This is an automated email from the ASF dual-hosted git repository.
dstandish pushed a commit to branch main
in repository https://gitbox.apache.org/repos/asf/airflow.git
The following commit(s) were added to refs/heads/main by this push:
new 72da8f6b60 Add logic to mark backfills as complete (#42683)
72da8f6b60 is described below
commit 72da8f6b6082ad78faf8706705bad3d01d13b2fc
Author: Daniel Standish <[email protected]>
AuthorDate: Sun Oct 13 19:40:48 2024 -0700
Add logic to mark backfills as complete (#42683)
Periodically check for backfills that should be marked as complete.
---
airflow/jobs/scheduler_job_runner.py | 30 +++++++++++++++++++++++++++++-
tests/jobs/test_scheduler_job.py | 29 +++++++++++++++++++++++++++++
2 files changed, 58 insertions(+), 1 deletion(-)
diff --git a/airflow/jobs/scheduler_job_runner.py
b/airflow/jobs/scheduler_job_runner.py
index 2999ed391b..f6821f57aa 100644
--- a/airflow/jobs/scheduler_job_runner.py
+++ b/airflow/jobs/scheduler_job_runner.py
@@ -30,7 +30,7 @@ from functools import lru_cache, partial
from pathlib import Path
from typing import TYPE_CHECKING, Any, Callable, Collection, Iterable, Iterator
-from sqlalchemy import and_, delete, func, not_, or_, select, text, update
+from sqlalchemy import and_, delete, exists, func, not_, or_, select, text,
update
from sqlalchemy.exc import OperationalError
from sqlalchemy.orm import lazyload, load_only, make_transient, selectinload
from sqlalchemy.sql import expression
@@ -51,6 +51,7 @@ from airflow.models.asset import (
DagScheduleAssetReference,
TaskOutletAssetReference,
)
+from airflow.models.backfill import Backfill
from airflow.models.dag import DAG, DagModel
from airflow.models.dagbag import DagBag
from airflow.models.dagrun import DagRun
@@ -1063,6 +1064,11 @@ class SchedulerJobRunner(BaseJobRunner, LoggingMixin):
self.check_trigger_timeouts,
)
+ timers.call_regular_interval(
+ 30,
+ self._mark_backfills_complete,
+ )
+
timers.call_regular_interval(
conf.getfloat("scheduler", "pool_metrics_interval", fallback=5.0),
self._emit_pool_metrics,
@@ -1288,6 +1294,28 @@ class SchedulerJobRunner(BaseJobRunner, LoggingMixin):
guard.commit()
# END: create dagruns
+ @provide_session
+ def _mark_backfills_complete(self, session: Session = NEW_SESSION) -> None:
+ """Mark completed backfills as completed."""
+ self.log.debug("checking for completed backfills.")
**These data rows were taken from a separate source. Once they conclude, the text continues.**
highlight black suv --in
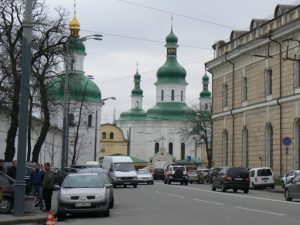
[211,167,250,193]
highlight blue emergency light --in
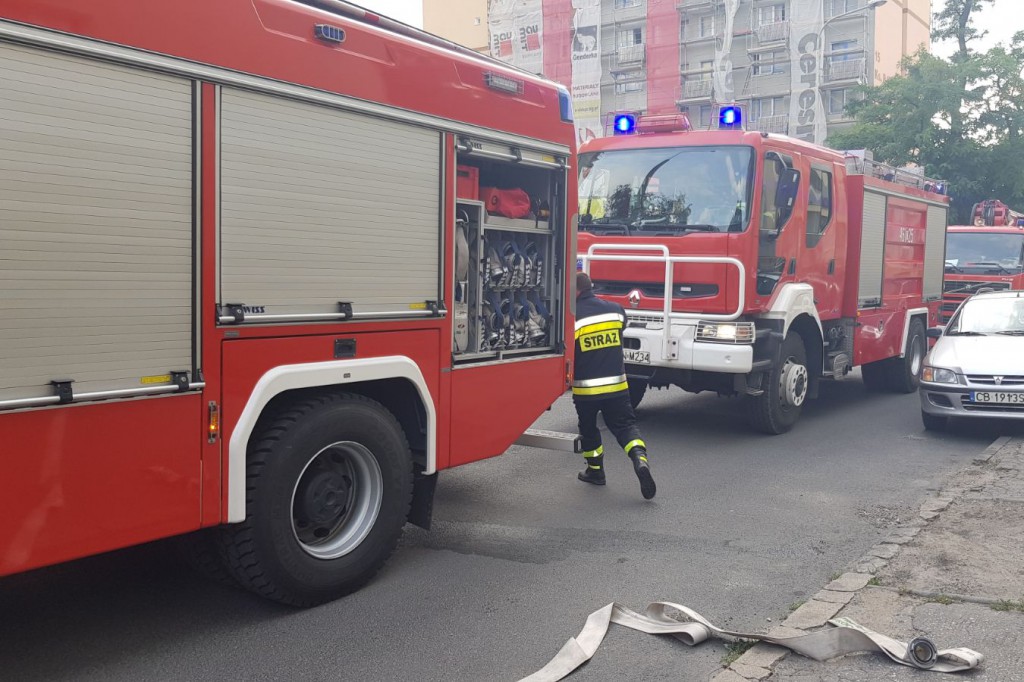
[614,114,637,135]
[718,106,743,130]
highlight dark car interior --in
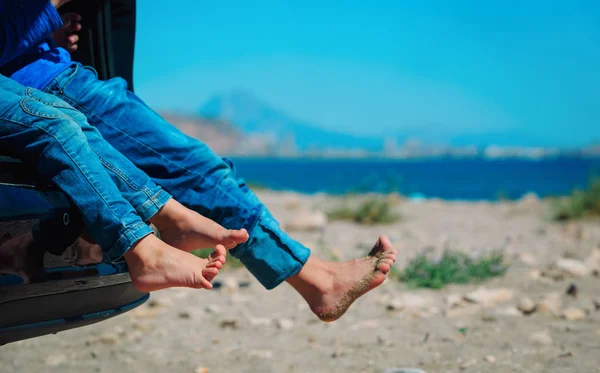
[0,0,149,345]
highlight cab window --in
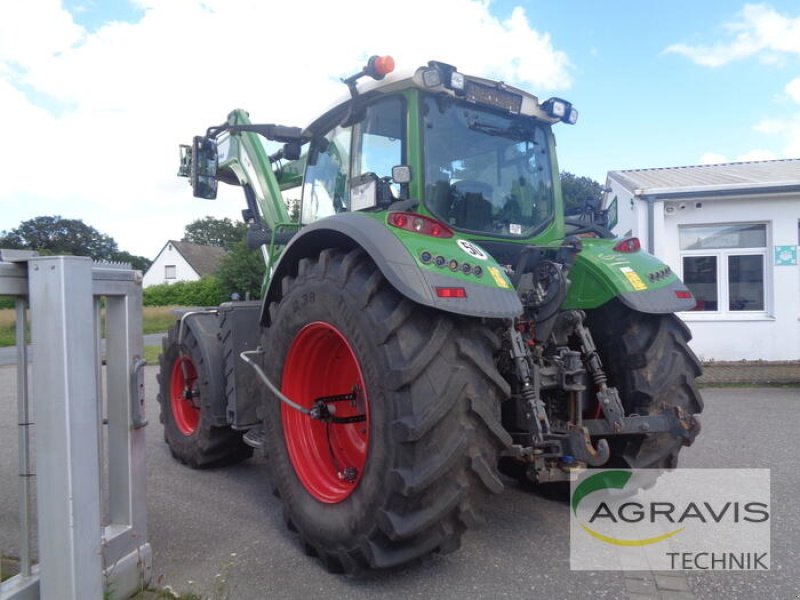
[301,127,352,224]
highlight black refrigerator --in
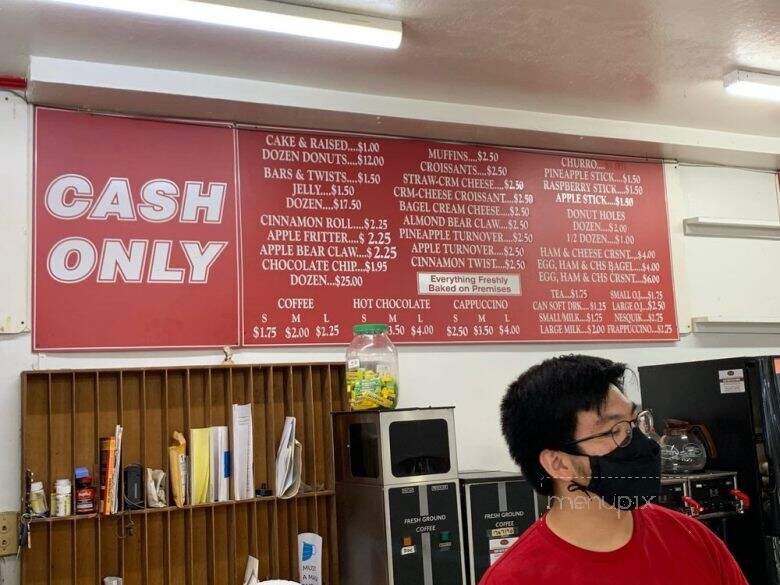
[639,356,780,585]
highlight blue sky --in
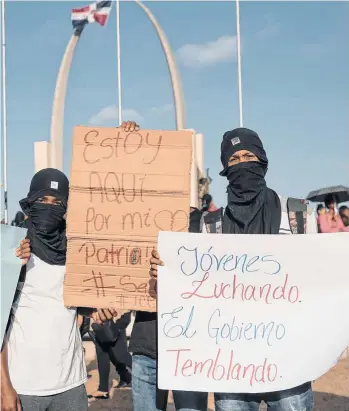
[0,1,349,218]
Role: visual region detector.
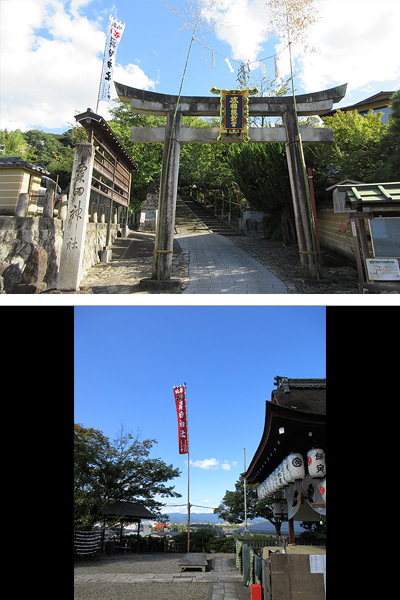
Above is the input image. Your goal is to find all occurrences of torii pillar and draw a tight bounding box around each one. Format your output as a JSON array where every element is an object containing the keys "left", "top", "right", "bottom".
[{"left": 115, "top": 82, "right": 347, "bottom": 290}]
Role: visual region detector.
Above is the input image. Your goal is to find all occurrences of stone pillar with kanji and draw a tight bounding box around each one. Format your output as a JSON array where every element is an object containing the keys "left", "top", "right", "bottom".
[{"left": 57, "top": 142, "right": 94, "bottom": 291}]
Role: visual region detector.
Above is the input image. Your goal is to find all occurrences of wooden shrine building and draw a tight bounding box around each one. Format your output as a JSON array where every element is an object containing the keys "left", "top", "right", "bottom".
[{"left": 242, "top": 376, "right": 326, "bottom": 543}]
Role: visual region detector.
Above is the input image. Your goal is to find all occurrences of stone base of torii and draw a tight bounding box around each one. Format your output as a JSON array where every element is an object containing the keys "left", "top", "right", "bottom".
[{"left": 115, "top": 83, "right": 347, "bottom": 291}]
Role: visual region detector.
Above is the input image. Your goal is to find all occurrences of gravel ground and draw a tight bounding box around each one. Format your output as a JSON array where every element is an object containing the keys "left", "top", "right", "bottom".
[
  {"left": 74, "top": 552, "right": 198, "bottom": 575},
  {"left": 74, "top": 582, "right": 210, "bottom": 600},
  {"left": 74, "top": 553, "right": 211, "bottom": 600}
]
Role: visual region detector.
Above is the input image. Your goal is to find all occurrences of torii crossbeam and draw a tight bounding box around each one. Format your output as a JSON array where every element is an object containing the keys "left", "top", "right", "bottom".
[{"left": 115, "top": 82, "right": 347, "bottom": 286}]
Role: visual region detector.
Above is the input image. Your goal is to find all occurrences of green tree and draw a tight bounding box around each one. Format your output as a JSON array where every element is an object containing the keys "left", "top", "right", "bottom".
[
  {"left": 304, "top": 110, "right": 388, "bottom": 198},
  {"left": 214, "top": 479, "right": 281, "bottom": 536},
  {"left": 228, "top": 144, "right": 296, "bottom": 245},
  {"left": 368, "top": 90, "right": 400, "bottom": 182},
  {"left": 0, "top": 129, "right": 29, "bottom": 160},
  {"left": 74, "top": 424, "right": 181, "bottom": 528}
]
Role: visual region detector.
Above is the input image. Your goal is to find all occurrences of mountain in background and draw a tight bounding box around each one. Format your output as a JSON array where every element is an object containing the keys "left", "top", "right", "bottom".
[{"left": 168, "top": 513, "right": 263, "bottom": 525}]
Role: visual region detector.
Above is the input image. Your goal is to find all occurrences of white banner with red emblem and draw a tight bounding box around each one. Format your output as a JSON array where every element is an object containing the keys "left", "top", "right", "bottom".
[
  {"left": 174, "top": 385, "right": 189, "bottom": 454},
  {"left": 99, "top": 17, "right": 125, "bottom": 102}
]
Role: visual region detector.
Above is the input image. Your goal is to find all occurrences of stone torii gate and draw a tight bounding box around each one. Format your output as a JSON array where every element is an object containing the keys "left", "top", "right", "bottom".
[{"left": 115, "top": 82, "right": 347, "bottom": 289}]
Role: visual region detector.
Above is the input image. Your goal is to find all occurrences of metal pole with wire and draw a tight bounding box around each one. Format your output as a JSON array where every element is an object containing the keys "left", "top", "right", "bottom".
[{"left": 185, "top": 382, "right": 190, "bottom": 553}]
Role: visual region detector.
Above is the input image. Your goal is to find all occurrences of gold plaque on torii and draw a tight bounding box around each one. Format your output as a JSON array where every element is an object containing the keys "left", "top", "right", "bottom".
[{"left": 210, "top": 87, "right": 258, "bottom": 142}]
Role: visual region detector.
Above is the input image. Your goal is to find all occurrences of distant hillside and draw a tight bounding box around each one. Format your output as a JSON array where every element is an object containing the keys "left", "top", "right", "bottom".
[
  {"left": 168, "top": 513, "right": 223, "bottom": 524},
  {"left": 168, "top": 513, "right": 262, "bottom": 525}
]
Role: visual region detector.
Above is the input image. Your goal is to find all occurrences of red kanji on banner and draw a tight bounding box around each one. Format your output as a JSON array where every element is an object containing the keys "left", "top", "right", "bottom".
[{"left": 174, "top": 385, "right": 189, "bottom": 454}]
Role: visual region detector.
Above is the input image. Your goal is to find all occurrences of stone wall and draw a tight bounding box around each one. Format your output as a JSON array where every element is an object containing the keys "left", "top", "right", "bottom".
[{"left": 0, "top": 216, "right": 120, "bottom": 294}]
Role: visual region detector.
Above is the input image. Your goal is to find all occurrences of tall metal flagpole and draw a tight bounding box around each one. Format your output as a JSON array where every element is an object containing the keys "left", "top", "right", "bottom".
[
  {"left": 243, "top": 448, "right": 248, "bottom": 534},
  {"left": 185, "top": 381, "right": 190, "bottom": 554},
  {"left": 95, "top": 15, "right": 111, "bottom": 114}
]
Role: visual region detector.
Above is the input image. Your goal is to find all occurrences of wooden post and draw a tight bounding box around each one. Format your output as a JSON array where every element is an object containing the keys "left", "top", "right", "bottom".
[
  {"left": 288, "top": 517, "right": 294, "bottom": 544},
  {"left": 282, "top": 108, "right": 319, "bottom": 279},
  {"left": 57, "top": 142, "right": 94, "bottom": 291},
  {"left": 152, "top": 111, "right": 182, "bottom": 280},
  {"left": 140, "top": 110, "right": 182, "bottom": 291}
]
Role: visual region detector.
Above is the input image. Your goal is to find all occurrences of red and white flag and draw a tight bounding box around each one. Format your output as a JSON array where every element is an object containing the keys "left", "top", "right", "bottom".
[
  {"left": 98, "top": 17, "right": 125, "bottom": 102},
  {"left": 174, "top": 385, "right": 189, "bottom": 454}
]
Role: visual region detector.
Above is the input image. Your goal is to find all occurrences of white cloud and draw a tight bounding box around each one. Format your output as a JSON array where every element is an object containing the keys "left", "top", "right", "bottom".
[
  {"left": 205, "top": 0, "right": 400, "bottom": 101},
  {"left": 0, "top": 0, "right": 155, "bottom": 130},
  {"left": 190, "top": 458, "right": 238, "bottom": 471},
  {"left": 205, "top": 0, "right": 267, "bottom": 61},
  {"left": 190, "top": 458, "right": 219, "bottom": 469}
]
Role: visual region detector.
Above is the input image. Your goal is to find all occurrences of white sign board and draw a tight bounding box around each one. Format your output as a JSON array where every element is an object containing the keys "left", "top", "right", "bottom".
[
  {"left": 366, "top": 258, "right": 400, "bottom": 281},
  {"left": 310, "top": 554, "right": 326, "bottom": 597}
]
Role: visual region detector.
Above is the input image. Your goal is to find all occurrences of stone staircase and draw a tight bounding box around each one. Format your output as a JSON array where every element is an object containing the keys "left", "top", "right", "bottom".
[{"left": 177, "top": 196, "right": 244, "bottom": 236}]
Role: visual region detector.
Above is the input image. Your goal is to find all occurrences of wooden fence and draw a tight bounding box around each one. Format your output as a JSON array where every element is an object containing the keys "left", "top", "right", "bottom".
[{"left": 74, "top": 531, "right": 101, "bottom": 556}]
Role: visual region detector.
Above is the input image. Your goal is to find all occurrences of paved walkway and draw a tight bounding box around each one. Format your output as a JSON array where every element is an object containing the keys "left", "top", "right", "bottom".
[
  {"left": 74, "top": 556, "right": 245, "bottom": 600},
  {"left": 176, "top": 232, "right": 289, "bottom": 294}
]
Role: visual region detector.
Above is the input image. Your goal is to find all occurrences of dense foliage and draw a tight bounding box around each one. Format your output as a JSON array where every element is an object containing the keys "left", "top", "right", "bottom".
[{"left": 74, "top": 424, "right": 180, "bottom": 529}]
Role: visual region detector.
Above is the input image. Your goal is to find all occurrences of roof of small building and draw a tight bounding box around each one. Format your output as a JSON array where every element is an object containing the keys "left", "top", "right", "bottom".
[
  {"left": 242, "top": 376, "right": 326, "bottom": 483},
  {"left": 0, "top": 156, "right": 50, "bottom": 175},
  {"left": 271, "top": 376, "right": 326, "bottom": 415},
  {"left": 75, "top": 108, "right": 139, "bottom": 171},
  {"left": 101, "top": 500, "right": 155, "bottom": 521},
  {"left": 325, "top": 92, "right": 395, "bottom": 117}
]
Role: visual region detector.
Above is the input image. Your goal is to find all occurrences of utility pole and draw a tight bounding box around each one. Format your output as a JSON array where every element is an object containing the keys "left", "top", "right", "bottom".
[{"left": 243, "top": 448, "right": 249, "bottom": 534}]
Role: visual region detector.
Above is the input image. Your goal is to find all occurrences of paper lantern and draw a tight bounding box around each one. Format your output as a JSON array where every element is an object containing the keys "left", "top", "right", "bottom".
[
  {"left": 274, "top": 502, "right": 283, "bottom": 518},
  {"left": 307, "top": 448, "right": 326, "bottom": 477},
  {"left": 318, "top": 478, "right": 326, "bottom": 504},
  {"left": 288, "top": 452, "right": 305, "bottom": 481},
  {"left": 276, "top": 464, "right": 286, "bottom": 490},
  {"left": 282, "top": 457, "right": 294, "bottom": 486}
]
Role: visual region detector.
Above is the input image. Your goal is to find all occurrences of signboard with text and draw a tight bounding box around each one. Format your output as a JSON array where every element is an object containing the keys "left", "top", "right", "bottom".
[{"left": 174, "top": 385, "right": 189, "bottom": 454}]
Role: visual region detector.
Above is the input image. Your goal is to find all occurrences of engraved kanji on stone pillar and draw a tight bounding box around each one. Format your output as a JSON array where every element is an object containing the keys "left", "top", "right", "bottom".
[{"left": 57, "top": 142, "right": 94, "bottom": 291}]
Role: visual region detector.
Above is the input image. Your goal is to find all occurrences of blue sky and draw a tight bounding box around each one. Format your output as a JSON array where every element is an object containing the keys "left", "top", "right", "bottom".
[
  {"left": 0, "top": 0, "right": 400, "bottom": 133},
  {"left": 74, "top": 306, "right": 326, "bottom": 513}
]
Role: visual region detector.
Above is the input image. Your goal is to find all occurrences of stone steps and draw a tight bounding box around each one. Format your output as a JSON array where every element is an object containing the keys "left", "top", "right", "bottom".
[{"left": 181, "top": 196, "right": 244, "bottom": 236}]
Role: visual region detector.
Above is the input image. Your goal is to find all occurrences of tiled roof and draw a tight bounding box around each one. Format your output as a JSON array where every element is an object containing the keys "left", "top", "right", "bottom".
[{"left": 0, "top": 156, "right": 50, "bottom": 175}]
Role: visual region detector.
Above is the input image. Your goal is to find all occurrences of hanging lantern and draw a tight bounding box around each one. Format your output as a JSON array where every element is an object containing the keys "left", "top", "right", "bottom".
[
  {"left": 274, "top": 502, "right": 283, "bottom": 519},
  {"left": 282, "top": 457, "right": 294, "bottom": 487},
  {"left": 276, "top": 465, "right": 286, "bottom": 490},
  {"left": 288, "top": 452, "right": 305, "bottom": 481},
  {"left": 307, "top": 448, "right": 326, "bottom": 477},
  {"left": 318, "top": 478, "right": 326, "bottom": 504}
]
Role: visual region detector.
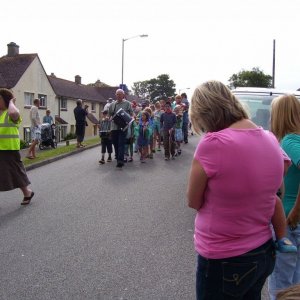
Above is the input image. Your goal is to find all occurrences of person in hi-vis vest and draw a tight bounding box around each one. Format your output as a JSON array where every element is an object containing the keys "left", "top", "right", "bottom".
[{"left": 0, "top": 88, "right": 34, "bottom": 205}]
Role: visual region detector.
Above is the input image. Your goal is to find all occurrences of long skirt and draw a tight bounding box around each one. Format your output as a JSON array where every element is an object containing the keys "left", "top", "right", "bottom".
[{"left": 0, "top": 150, "right": 30, "bottom": 191}]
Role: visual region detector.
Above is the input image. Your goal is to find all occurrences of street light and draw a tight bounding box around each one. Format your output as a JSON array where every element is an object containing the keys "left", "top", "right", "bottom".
[
  {"left": 121, "top": 34, "right": 148, "bottom": 89},
  {"left": 178, "top": 88, "right": 190, "bottom": 95}
]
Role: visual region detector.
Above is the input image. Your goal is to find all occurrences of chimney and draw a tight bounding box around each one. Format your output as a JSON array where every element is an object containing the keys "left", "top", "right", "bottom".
[
  {"left": 7, "top": 42, "right": 19, "bottom": 56},
  {"left": 95, "top": 79, "right": 102, "bottom": 87},
  {"left": 75, "top": 75, "right": 81, "bottom": 84}
]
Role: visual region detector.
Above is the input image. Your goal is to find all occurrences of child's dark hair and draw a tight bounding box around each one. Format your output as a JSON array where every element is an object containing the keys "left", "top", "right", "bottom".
[{"left": 142, "top": 110, "right": 150, "bottom": 121}]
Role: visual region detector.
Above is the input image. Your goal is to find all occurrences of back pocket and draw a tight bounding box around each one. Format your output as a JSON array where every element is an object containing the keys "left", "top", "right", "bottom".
[{"left": 222, "top": 262, "right": 257, "bottom": 297}]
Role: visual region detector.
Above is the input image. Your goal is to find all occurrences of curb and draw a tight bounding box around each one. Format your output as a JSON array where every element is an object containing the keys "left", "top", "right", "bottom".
[{"left": 25, "top": 143, "right": 100, "bottom": 171}]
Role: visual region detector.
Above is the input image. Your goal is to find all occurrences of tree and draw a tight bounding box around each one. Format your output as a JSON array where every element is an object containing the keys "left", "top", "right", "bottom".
[
  {"left": 132, "top": 74, "right": 176, "bottom": 100},
  {"left": 229, "top": 67, "right": 272, "bottom": 88}
]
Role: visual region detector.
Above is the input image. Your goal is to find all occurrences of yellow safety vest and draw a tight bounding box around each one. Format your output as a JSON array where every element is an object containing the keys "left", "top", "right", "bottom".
[{"left": 0, "top": 110, "right": 21, "bottom": 150}]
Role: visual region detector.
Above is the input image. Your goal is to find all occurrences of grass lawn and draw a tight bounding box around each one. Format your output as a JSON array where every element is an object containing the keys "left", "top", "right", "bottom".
[{"left": 23, "top": 137, "right": 100, "bottom": 166}]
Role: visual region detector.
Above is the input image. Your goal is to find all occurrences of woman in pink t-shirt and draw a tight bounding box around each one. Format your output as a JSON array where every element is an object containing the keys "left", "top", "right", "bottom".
[{"left": 188, "top": 81, "right": 289, "bottom": 300}]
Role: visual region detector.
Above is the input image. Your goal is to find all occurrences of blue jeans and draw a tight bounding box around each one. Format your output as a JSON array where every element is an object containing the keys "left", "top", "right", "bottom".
[
  {"left": 111, "top": 129, "right": 126, "bottom": 164},
  {"left": 182, "top": 123, "right": 189, "bottom": 142},
  {"left": 269, "top": 224, "right": 300, "bottom": 300},
  {"left": 196, "top": 239, "right": 275, "bottom": 300}
]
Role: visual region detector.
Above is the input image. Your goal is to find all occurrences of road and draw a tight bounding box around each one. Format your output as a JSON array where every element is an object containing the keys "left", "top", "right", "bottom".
[{"left": 0, "top": 136, "right": 267, "bottom": 300}]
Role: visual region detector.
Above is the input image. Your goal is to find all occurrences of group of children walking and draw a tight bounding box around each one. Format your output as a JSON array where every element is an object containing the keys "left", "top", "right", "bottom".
[{"left": 99, "top": 100, "right": 188, "bottom": 164}]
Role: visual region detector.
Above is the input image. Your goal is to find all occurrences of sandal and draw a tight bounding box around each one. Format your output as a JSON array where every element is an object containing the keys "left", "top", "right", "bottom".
[{"left": 21, "top": 192, "right": 34, "bottom": 205}]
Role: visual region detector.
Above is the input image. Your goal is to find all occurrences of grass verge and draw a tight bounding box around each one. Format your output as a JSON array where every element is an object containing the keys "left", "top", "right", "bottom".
[{"left": 23, "top": 137, "right": 100, "bottom": 167}]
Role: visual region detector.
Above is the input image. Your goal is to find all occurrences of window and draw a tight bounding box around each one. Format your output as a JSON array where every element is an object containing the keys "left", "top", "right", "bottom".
[
  {"left": 60, "top": 97, "right": 67, "bottom": 110},
  {"left": 24, "top": 92, "right": 34, "bottom": 106},
  {"left": 38, "top": 94, "right": 47, "bottom": 107}
]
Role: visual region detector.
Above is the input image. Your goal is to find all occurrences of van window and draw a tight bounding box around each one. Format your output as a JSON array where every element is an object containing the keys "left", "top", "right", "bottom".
[{"left": 235, "top": 93, "right": 276, "bottom": 129}]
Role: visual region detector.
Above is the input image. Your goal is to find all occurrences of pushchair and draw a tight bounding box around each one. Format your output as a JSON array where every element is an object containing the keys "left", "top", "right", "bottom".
[{"left": 39, "top": 123, "right": 57, "bottom": 150}]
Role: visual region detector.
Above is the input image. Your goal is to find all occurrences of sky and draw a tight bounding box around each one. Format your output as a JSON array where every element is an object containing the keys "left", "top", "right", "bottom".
[{"left": 0, "top": 0, "right": 300, "bottom": 96}]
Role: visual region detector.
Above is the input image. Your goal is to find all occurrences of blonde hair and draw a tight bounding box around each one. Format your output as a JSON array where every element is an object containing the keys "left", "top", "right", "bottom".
[
  {"left": 271, "top": 95, "right": 300, "bottom": 141},
  {"left": 154, "top": 101, "right": 161, "bottom": 109},
  {"left": 189, "top": 80, "right": 249, "bottom": 134},
  {"left": 276, "top": 284, "right": 300, "bottom": 300},
  {"left": 144, "top": 107, "right": 153, "bottom": 118}
]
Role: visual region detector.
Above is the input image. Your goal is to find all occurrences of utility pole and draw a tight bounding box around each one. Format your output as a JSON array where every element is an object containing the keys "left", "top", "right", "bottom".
[{"left": 272, "top": 40, "right": 276, "bottom": 89}]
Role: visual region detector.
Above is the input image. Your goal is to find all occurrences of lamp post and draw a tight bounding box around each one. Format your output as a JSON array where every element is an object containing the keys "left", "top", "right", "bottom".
[
  {"left": 178, "top": 88, "right": 190, "bottom": 95},
  {"left": 121, "top": 34, "right": 148, "bottom": 89}
]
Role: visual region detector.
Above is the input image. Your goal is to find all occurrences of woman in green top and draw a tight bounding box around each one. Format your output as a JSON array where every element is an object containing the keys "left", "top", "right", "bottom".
[
  {"left": 0, "top": 88, "right": 34, "bottom": 205},
  {"left": 269, "top": 95, "right": 300, "bottom": 300}
]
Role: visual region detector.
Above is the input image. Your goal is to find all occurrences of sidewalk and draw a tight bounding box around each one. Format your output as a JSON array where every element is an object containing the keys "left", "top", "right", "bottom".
[{"left": 20, "top": 136, "right": 100, "bottom": 171}]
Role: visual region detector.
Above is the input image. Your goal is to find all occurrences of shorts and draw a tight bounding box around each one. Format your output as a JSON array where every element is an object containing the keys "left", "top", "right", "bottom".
[{"left": 31, "top": 126, "right": 41, "bottom": 142}]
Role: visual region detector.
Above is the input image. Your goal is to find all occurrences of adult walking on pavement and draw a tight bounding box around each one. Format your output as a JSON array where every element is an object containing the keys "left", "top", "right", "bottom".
[
  {"left": 26, "top": 99, "right": 41, "bottom": 159},
  {"left": 269, "top": 95, "right": 300, "bottom": 300},
  {"left": 0, "top": 89, "right": 34, "bottom": 205},
  {"left": 109, "top": 89, "right": 133, "bottom": 169},
  {"left": 188, "top": 81, "right": 288, "bottom": 300},
  {"left": 74, "top": 99, "right": 88, "bottom": 148},
  {"left": 181, "top": 93, "right": 189, "bottom": 144},
  {"left": 43, "top": 109, "right": 54, "bottom": 125}
]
+ unfinished_states = (DagRunState.RUNNING, DagRunState.QUEUED)
+ now = timezone.utcnow()
+ # todo: AIP-78 simplify this function to an update statement
+ query = select(Backfill).where(
+ Backfill.completed_at.is_(None),
+ ~exists(
+ select(DagRun.id).where(
+ and_(DagRun.backfill_id == Backfill.id,
DagRun.state.in_(unfinished_states))
+ )
+ ),
+ )
+ backfills = session.scalars(query).all()
+ if not backfills:
+ return
+ self.log.info("marking %s backfills as complete", len(backfills))
+ for b in backfills:
+ b.completed_at = now
+
@add_span
def _create_dag_runs(self, dag_models: Collection[DagModel], session:
Session) -> None:
"""Create a DAG run and update the dag_model to control if/when the
next DAGRun should be created."""
diff --git a/tests/jobs/test_scheduler_job.py b/tests/jobs/test_scheduler_job.py
index 18ca7c6332..7eae1639d0 100644
--- a/tests/jobs/test_scheduler_job.py
+++ b/tests/jobs/test_scheduler_job.py
@@ -6399,3 +6399,32 @@ class TestSchedulerJobQueriesCount:
prefix = "Collected database query count mismatches:"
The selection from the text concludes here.